A “technical” hash? Or a Charlie special? Or simply an object lesson in route setting? However you want to describe it, the hash on 26th March from the Rose and Crown at Wadsley Common was a belter! For those who have never been to it this gem of a public house the R & C is a real country boozer set on at the top end of the Wisewood estate and conveniently at the end of a footpath leading straight onto the Common.


For the first time this year the hash set off in daylight, always a significant marker. Twelve (initially) of us in convoy following the frequently applied blobs soon reached the open spaces above Loxley Valley. Thereafter we were treated to an intrigue of trails, back-to-checks and “falsies” that weaved itself in and out of the trees and lanes of the Common. Can you have a figure of sixteen? Or is two times figure of eights? Just the odd sniff of mud to strengthen the sinews, but mostly dry paths to follow, and the occasional view of the lights of Sheffield to puzzle us. Round the greens and fairways of Hillsborough golf course and back into the woods.
A 'technical' hash or a Charlie special??
Thanks to the kids in the car park for sharing the aroma of their wacky baccie with us. And thanks too to Caroline for explaining to me at that point that dogging had nothing to do with our canine friends. Eventually, Hannah (is it still Bam Bam or have we moved on again?) and Chris came whizzing through having given us their conventional half hour head start.  Mincer and the Prof became detached from the end of the group when, in a commendable burst of law abiding behaviour, they declined to follow Charlie’s route down a private lane.

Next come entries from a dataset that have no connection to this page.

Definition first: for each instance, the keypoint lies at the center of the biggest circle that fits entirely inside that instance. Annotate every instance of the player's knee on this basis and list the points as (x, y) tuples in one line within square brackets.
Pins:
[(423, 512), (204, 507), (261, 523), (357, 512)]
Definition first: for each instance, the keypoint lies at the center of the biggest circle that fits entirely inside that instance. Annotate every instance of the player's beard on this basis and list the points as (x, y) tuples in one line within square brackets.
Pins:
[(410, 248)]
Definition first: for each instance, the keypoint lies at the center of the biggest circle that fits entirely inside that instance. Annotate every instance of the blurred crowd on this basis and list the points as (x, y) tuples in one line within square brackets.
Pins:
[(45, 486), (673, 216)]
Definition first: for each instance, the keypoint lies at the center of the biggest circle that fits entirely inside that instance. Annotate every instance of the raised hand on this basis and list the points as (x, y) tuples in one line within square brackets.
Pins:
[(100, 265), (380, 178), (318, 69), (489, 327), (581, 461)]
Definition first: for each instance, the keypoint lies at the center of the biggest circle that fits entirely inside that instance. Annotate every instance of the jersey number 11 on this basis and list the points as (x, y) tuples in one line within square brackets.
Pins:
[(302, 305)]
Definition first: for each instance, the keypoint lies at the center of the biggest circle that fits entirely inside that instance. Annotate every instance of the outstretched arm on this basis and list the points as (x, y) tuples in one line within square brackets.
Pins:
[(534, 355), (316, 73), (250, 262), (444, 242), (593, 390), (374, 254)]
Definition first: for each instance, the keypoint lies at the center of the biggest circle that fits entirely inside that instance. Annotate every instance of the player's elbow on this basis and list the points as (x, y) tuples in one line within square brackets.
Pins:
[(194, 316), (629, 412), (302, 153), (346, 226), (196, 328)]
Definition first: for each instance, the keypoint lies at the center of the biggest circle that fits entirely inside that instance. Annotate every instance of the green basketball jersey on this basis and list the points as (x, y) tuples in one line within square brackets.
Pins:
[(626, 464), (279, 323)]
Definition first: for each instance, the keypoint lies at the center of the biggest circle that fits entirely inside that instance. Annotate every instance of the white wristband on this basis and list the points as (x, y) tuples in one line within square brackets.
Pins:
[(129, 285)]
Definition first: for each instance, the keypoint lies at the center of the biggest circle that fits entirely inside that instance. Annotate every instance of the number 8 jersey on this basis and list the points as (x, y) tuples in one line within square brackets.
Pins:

Then, when some of us were expecting hash treats at any moment, there we were back at the pub. Make mine a pint of Piddle and a packet of crisps!

On on, Capt Morgan.

#1085 Red Lion, Litton

19th March 2018

Dire warnings about imminent freezing over of the already treacherous ground conditions were ignored as our troopers converged on this excellent venue. Derbyshire was well represented, with the girls outnumbering the boys as we plodded warily in the direction of Tideswell through mountainous snowdrifts. It was clear that the icepicks and crampons with which we were all well equipped would soon be put to purpose. The more so as an abrupt change in direction by the stand-in hare, Chris, brought us foot to foot with a drift-blocked path before hooking us back round a circuit of the village and off in the general direction of Miller’s Dale.
A well earned rest
It soon became apparent that the main feature of the ground conditions was not snow and ice but  turds spread by the local farmer to sweeten pasture. A clearly confused hare resorted to lots of pointy arrows to overcome his navigational errors and a tantalising glimpse of light was spotted in Ravensdale. Alas by the time we had been Loose Shunted into a siding he’d made good his escape.
Cressbrook provided amusement with a sharp fall down to the road, amply captured by our camera team, at which point  the ice picks were found to be redundant and we all wished for Trunks’ waterproof socks as we plodged through mud along Cressbrookdale and up t’other side of Ravensdale. Capt. Colon celebrated reaching the summit by surfing a half pipe of snow and we were jolly grateful to descend in one piece to the valley floor. Here was found a First Class Buffet of a HR with only the best china and teapot missing. Crystal Tips and Steamy Knickers  were seen sharing the leftovers as we waded through the crystal clear waters and struggled up some old snow-filled Lead Rake and back to the pub.
First class HR - Scones with jam and cream!
Here it was that we were asked if one Tony Middleton was with us? When we remembered who Trunks was thoughts turned to Wetton. Perhaps Staffordshire Constabulary had crossed the border with a warrant out for him? Happily it was only some tired and emotional local who had worked down t’pit with him for 40 years.